South Tyrol is feeling Italy's economic woes and many MPs in the regional parliament are in favour of unification with Austria or creating a new independent country.
A survey carried out by the Linz-based market research institute Spectra, and commissioned by South Tyrol’s Heimatbund, showed that 89 percent of Austrians are also in favour of South Tyrol becoming part of Austria.
Out of 1,000 people questioned, 83 percent said they would be in favour of South Tyrolians having dual Austrian and Italian citizenship.
Heimatbund is an association of former South Tyrolian activists who are in favour of forming a new country together with the Austrian state of Tyrol.
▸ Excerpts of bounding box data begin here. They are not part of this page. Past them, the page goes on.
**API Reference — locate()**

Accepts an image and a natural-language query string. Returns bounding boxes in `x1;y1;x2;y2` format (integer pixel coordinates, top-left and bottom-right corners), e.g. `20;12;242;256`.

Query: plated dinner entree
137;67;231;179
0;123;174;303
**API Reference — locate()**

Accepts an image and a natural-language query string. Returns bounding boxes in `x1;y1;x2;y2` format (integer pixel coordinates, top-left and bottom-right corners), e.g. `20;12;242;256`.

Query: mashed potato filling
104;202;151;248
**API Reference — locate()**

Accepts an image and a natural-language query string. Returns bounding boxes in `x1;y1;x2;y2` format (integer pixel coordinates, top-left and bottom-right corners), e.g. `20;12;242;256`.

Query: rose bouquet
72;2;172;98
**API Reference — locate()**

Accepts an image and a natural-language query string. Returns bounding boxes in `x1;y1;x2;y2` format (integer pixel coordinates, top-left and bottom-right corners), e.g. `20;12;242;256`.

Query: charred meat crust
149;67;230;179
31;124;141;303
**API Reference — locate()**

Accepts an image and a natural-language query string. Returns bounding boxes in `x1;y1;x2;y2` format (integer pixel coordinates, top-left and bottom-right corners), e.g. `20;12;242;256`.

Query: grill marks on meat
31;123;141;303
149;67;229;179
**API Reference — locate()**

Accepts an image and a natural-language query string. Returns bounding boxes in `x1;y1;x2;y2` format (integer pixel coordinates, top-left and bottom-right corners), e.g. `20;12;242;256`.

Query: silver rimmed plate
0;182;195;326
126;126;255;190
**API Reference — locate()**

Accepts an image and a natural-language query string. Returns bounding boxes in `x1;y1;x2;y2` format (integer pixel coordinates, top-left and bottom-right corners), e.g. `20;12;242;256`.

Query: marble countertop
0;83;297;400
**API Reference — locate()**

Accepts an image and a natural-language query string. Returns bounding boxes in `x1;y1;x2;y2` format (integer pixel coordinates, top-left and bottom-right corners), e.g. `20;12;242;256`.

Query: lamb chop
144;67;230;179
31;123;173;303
West Austrians, who live closer to South Tyrol, were less in favour of a new independent country than East Austrians.
Germanic in culture and language for centuries, South Tyrol was ceded after World War I by the Austro-Hungarian Empire to Italy, Rome's reward for entering the conflict on the winning side.
Italy's fascist leader Mussolini then sought to Italianise the area, moving in large numbers of Italians, banning the German language in schools and the civil service and forcing people to change their names.
By the early 1960s German-speakers' unhappiness erupted in a bombing campaign – directed against electricity masts – and it took UN intervention to settle the dispute.
The resulting 1972 agreement gave the area wide-ranging autonomy which survives to this day, giving the region powers to write its own laws in many areas. Some 90 percent of taxes paid are meant to be returned by Rome.
However since the global financial crisis South Tyrol no longer receives all the tax money that it should, and taxes levied by Rome have risen.
Higher fuel taxes mean that filling up your car costs some €20 more in South Tyrol than in Austria.